Uruguay | Law regulating virtual assets

10 Sep, 2024 | Noticias-en

On September 10, 2024, Parliament approved the bill for the regulation of virtual assets (the Law), which modifies the current regulations to formally recognize virtual assets, equating them regulatoryly to book-entry securities, and includes Virtual Asset Service Providers (PSAV) within the regulatory and supervisory scope of the Central Bank of Uruguay (BCU).

Below we highlight the most relevant points:

  • A new species is added within the genre of scriptural values

The Law modifies article 14 of the Securities Market Law No. 18,627, with the purpose of including virtual assets within the definition of book-entry securities. As of this modification, book-entry securities will be divided into two categories:

  1. centralized registration (which maintain the current regulations in their entirety); and
  2. decentralized ledger, a new category that encompasses virtual assets, which are characterized by the absence of a centralized registering entity, since they are issued, stored, transferred and negotiated electronically through distributed ledger technologies.

With the addition of this new class, the rules applicable to book-entry securities will be extended to virtual assets, to the extent that they are compatible with the nature of the latter’s non-centralized registry.

  • PSAVs are included within the regulatory and supervisory scope of the BCU

The Law modifies articles 37 and 38 of the Organic Charter of the BCU (Law No. 16,696), with the aim of placing the PSAVs that operate with virtual assets of a financial nature under the control of the Superintendency of Financial Services (SSF).

In addition, the BCU will regulate and supervise the activity of entities that provide virtual asset purchase and sale services, in accordance with the definition it adopts for such purposes.

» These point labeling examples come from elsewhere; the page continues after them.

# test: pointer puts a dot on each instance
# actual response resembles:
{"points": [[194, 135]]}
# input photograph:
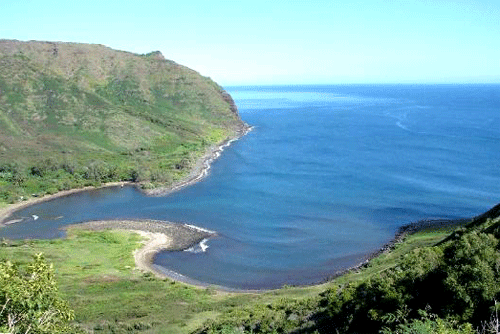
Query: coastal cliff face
{"points": [[133, 117]]}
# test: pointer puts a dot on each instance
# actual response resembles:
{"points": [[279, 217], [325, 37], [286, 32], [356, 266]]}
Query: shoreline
{"points": [[199, 171], [161, 236], [169, 236]]}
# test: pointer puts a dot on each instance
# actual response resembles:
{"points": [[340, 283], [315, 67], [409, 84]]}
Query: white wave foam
{"points": [[199, 248], [198, 228]]}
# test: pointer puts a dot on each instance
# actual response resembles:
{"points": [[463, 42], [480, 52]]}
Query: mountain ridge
{"points": [[80, 114]]}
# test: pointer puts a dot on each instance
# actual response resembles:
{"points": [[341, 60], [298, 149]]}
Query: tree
{"points": [[29, 299]]}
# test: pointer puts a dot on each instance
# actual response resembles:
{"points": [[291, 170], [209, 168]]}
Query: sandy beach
{"points": [[160, 235]]}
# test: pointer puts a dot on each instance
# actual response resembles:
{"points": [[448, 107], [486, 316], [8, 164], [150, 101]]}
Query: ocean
{"points": [[325, 178]]}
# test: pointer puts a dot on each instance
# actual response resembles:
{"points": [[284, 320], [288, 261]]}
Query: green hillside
{"points": [[79, 114], [433, 282]]}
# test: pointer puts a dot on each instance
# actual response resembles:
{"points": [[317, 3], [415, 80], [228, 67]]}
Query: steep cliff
{"points": [[93, 114]]}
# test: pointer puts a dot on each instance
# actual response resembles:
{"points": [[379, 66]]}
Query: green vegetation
{"points": [[95, 274], [74, 115], [30, 300], [433, 282]]}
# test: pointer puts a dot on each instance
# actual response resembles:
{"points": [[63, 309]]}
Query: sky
{"points": [[283, 42]]}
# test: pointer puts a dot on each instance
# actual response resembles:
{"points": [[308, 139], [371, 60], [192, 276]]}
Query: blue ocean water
{"points": [[326, 177]]}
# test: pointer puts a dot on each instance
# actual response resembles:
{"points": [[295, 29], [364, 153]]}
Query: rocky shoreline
{"points": [[198, 172]]}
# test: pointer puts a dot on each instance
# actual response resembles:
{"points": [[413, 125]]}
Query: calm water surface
{"points": [[327, 176]]}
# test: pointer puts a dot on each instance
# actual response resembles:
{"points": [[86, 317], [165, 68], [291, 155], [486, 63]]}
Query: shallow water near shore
{"points": [[325, 178]]}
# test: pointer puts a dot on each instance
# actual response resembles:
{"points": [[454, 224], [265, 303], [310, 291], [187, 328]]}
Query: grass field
{"points": [[95, 272]]}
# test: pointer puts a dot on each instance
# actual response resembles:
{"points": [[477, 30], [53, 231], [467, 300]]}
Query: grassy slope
{"points": [[78, 114], [95, 274]]}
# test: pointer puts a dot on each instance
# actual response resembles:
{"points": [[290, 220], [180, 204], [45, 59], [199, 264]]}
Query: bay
{"points": [[325, 178]]}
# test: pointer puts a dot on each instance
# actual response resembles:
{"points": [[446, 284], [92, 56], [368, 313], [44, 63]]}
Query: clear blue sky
{"points": [[283, 42]]}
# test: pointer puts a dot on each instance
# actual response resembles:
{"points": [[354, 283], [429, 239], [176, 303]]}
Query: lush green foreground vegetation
{"points": [[73, 115], [433, 282]]}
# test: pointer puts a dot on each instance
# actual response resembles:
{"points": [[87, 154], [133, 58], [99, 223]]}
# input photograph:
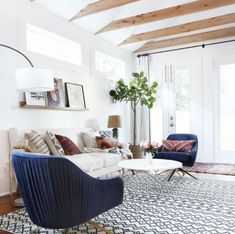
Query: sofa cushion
{"points": [[86, 162], [53, 144], [109, 159], [68, 146], [89, 139], [37, 143]]}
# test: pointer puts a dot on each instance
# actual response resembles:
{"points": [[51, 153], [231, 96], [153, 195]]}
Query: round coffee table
{"points": [[156, 165]]}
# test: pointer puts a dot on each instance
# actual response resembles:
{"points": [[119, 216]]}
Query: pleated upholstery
{"points": [[187, 159], [58, 194]]}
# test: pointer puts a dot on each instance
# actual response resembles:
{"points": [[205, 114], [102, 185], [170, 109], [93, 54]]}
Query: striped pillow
{"points": [[54, 145], [169, 145], [178, 146], [37, 143], [185, 146]]}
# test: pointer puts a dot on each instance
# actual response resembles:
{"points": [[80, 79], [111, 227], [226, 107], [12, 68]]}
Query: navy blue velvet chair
{"points": [[187, 159], [59, 195]]}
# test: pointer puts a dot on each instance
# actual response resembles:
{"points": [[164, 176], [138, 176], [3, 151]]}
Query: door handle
{"points": [[165, 73], [171, 73]]}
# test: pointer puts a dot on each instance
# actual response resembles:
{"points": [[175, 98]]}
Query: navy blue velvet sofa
{"points": [[57, 194]]}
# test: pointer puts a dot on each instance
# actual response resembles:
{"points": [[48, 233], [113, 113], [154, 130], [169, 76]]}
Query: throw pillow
{"points": [[185, 146], [178, 146], [105, 133], [37, 143], [68, 146], [89, 139], [169, 145], [107, 142], [53, 144]]}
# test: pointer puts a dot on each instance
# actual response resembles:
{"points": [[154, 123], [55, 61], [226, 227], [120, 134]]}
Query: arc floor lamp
{"points": [[30, 80]]}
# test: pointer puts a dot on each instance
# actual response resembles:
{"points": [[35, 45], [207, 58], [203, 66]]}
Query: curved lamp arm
{"points": [[11, 48], [32, 79]]}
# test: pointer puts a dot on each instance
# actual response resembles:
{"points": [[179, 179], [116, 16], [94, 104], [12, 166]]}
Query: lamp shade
{"points": [[34, 80], [114, 121]]}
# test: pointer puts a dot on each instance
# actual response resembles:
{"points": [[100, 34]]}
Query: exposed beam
{"points": [[188, 8], [183, 28], [201, 37], [99, 6]]}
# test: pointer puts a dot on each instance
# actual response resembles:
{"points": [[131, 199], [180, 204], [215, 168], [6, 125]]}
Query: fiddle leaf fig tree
{"points": [[137, 91]]}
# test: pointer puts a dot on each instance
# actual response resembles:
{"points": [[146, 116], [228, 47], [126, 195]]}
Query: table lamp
{"points": [[115, 122]]}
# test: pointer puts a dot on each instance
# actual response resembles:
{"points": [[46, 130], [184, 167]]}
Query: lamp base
{"points": [[115, 133]]}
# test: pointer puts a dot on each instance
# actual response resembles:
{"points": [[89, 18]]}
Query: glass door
{"points": [[225, 112], [178, 108]]}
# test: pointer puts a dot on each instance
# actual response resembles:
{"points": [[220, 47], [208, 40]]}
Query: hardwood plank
{"points": [[188, 8], [99, 6], [183, 28], [228, 32]]}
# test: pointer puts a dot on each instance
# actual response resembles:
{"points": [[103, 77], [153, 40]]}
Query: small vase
{"points": [[149, 157]]}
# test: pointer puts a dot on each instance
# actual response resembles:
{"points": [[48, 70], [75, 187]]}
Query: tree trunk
{"points": [[134, 127]]}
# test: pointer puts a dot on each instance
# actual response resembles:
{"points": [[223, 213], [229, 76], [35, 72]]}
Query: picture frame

PSAVs must request authorization from the BCU to operate, which will grant or deny it based on criteria of legality, opportunity and convenience, and may revoke it in the event of serious violations, in addition to establishing the rules for their operation.

  • PSAVs are regulated in terms of money laundering and terrorist financing control

The Law also seeks to make the PSAVs subject to the regulatory and supervisory powers of the BCU in the area of ​​money laundering and terrorist financing control for the activities they carry out. This is because the entities included in the second paragraph of article 37 of the Organic Charter of the BCU are also, by legal provision, subject to this type of control.